Tributo à favorita do Sol e idolatrada por seus filhos.

Por: Eduardo de Ávila - Araxaense, jornalista, advogado e blogüeiro do UAI/Estado de Minas. Cidadão Honorário de Belo Horizonte

Araxá já tinha 90 quando a nossa geração chegava ao mundo. Belo Horizonte, a capital dos mineiros, estava com 60 anos, exatamente a nossa faixa de idade nos dias de hoje. Se BH era sessentona, a favorita do sol se aproximava do centenário.  Em nossa infância e até à véspera da adolescência, ouvíamos histórias e estórias que iam do “Jardim Novo ao Jardim Velho a passear”, conforme registrou Ronan Soares. Aquele footing imaginário para nossa geração se estendia às partidas entre Najá e Ipiranga, até mesmo um pouco de PSD, UDN e PTB.

Foto: Blog Araxá Cidade Maravilhosa - Igreja Matriz de São Domingos

Se parecia ser um tempo tão antigo, não podia pensar que a nossa fase ia ficar assim também muito distante. Só que jamais imaginei o quanto aquele período fora romântico e hoje provoca muita saudade e nostalgia, sempre que nos reunimos numa boa prosa araxaense em qualquer lugar do mundo.

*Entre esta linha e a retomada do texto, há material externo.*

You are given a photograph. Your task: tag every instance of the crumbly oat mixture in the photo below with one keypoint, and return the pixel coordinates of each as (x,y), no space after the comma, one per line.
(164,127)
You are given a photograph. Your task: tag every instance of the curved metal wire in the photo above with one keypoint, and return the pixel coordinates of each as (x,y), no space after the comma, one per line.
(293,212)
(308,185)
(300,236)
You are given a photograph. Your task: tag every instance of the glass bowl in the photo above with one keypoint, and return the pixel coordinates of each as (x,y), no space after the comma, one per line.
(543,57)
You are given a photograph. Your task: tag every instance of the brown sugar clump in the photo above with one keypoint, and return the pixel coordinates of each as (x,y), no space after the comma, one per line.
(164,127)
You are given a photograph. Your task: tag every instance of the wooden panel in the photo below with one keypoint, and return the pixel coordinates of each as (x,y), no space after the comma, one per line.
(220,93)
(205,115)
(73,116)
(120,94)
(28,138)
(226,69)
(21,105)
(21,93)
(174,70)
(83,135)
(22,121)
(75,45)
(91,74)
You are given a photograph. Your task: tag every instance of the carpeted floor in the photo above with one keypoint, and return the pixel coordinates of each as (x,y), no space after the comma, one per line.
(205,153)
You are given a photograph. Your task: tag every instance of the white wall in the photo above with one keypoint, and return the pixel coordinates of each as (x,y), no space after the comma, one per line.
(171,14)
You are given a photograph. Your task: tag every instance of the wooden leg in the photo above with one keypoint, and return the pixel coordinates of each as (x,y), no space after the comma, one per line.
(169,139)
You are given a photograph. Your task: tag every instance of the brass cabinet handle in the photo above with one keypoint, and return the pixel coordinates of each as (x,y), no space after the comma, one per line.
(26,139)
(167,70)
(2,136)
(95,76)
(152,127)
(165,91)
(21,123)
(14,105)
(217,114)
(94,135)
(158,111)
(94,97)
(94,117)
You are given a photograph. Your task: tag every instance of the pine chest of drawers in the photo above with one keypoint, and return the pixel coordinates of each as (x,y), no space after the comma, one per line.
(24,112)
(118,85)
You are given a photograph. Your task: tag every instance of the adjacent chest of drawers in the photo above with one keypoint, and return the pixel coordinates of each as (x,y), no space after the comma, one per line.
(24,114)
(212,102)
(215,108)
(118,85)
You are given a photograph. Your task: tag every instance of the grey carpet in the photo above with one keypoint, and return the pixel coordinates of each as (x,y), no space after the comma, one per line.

Aos que, como eu, moram em Belo Horizonte, temos uma roda mensal ocasiões em que os casos saem com a naturalidade que caracteriza a nossa gente.

Naquela época, a cidade adormecia antes da meia noite e nenhum de nós esperava a mamãe ou papai mandar e já se recolhia ao quarto para dormir, conforme recomendava a propaganda dos cobertores Parahyba. Foi nessa ocasião que chegou a imagem da TV Itacolomy “sempre na liderança, canal 4, Belo Horizonte, Minas Gerais”.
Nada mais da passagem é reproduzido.